The predictor order can theoretically be any number from 0 to 8, but in practice, it is always 2. This value is the order of the linear predictors in the codebook. The predictor order is limited by the size of the array used to track decoder state in the decoder, which is 8.

Predictor Count

The predictor count is just the number of predictors in the codebook. This can be any number from 1 to 16. It is limited by the number of bits used to encode predictors in the encoded audio data.

Predictor Vectors

The predictor vectors are vectors of 8 signed 16-bit numbers. These are pre-calculated values derived during the encoding process. The number of vectors is equal to the predictor order, multiplied by the number of predictors.

Audio Data

The audio data is packed into frames. Each frame is 8 bytes and contains 9 samples of audio data, giving exactly 4.5 bits per sample. A frame contains a scaling factor, a predictor index, and residual audio data.

Scaling Factor

The scaling factor is a number in the range 0-12. This is used to scale the residual audio data. During decoding, the residual audio data is shifted left by the scaling factor. Values larger than 12 would result in overflow when shifting.

Predictor Index

The predictor index is a number 0-15, which is a reference to a set of predictor vectors in the codebook. The predictor vectors are used to predict the value of future audio samples from the previous output.

Residual Audio Data

The residual audio data is an array of 16 four-bit numbers. This contains the difference between the predicted sample data and the actual sample data, scaled down by the scaling factor.

Decoding Process

Decoding is done in vectors of 8 samples each. Each frame contains two vectors with a shared scaling factor and predictor index. Correctly decoding a frame requires the previous frame’s decoded output, which serves as the decoder state. The initial state is all zeroes. The process for decoding a vector is as follows:

  1. Initialize an accumulator to all zeroes.

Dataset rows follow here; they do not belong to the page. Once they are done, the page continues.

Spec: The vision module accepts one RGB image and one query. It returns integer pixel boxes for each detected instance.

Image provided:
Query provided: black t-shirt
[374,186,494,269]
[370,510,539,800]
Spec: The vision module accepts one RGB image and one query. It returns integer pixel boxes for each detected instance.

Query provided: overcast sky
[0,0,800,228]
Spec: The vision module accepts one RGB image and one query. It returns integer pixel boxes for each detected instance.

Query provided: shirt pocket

  2. For a predictor order of K, multiply each of the K predictor vectors by the corresponding last K output samples, and add them to the accumulator.

  3. For each index in the output vector I = 1..8,

    1. Calculate the predicted output sample by shifting the corresponding element in the accumulator to the right by 11 bits.

    2. Scale the residual value by shifting it left by the frame’s scaling factor.

    3. Add the scaled residual value and the predicted output sample. This is the output sample.

    4. Shift the Kth predictor vector to the right by I elements, multiply this vector by the scaled residual value, and add this vector to the accumulator.

In C, you can decode a vector of VADPCM like this:

void decode(int predictor_order,
            int scaling_factor,
            int predictor[predictor_order][8],
            int state[8],
            int residual[8],
            int output[8]) {

  // Zero the accumulator.
  int accumulator[8];
  for (int i = 0; i < 8; i++) {
    accumulator[i] = 0;
  }

  // Add previous output to accumulator.
  for (int i = 0; i < predictor_order; i++) {
    int previous_output = state[8 - predictor_order + i];
    for (int j = 0; j < 8; j++) {
      accumulator[j] += predictor[i][j] * previous_output;
    }
  }

  // Calculate each output sample, and update the accumulator.
  for (int i = 0; i < 8; i++) {
    int scaled_residual = residual[i] << scaling_factor;
    output[i] = (accumulator[i] >> 11) + scaled_residual;
    for (int j = 0; j < 7 - i; j++) {
      accumulator[i + 1 + j] +=
          predictor[predictor_order - 1][j] * scaled_residual;
    }
  }

  // New decoder state is equal to the output.
  for (int i = 0; i < 8; i++) {
    state[i] = output[i];
  }
}

Encoding Process

The Skelly 64 VADPCM encoder uses the following process to encode VADPCM:

  1. Break the input into frames of 16 samples each.

  2. For each frame, calculate a 3x3 autocorrelation matrix.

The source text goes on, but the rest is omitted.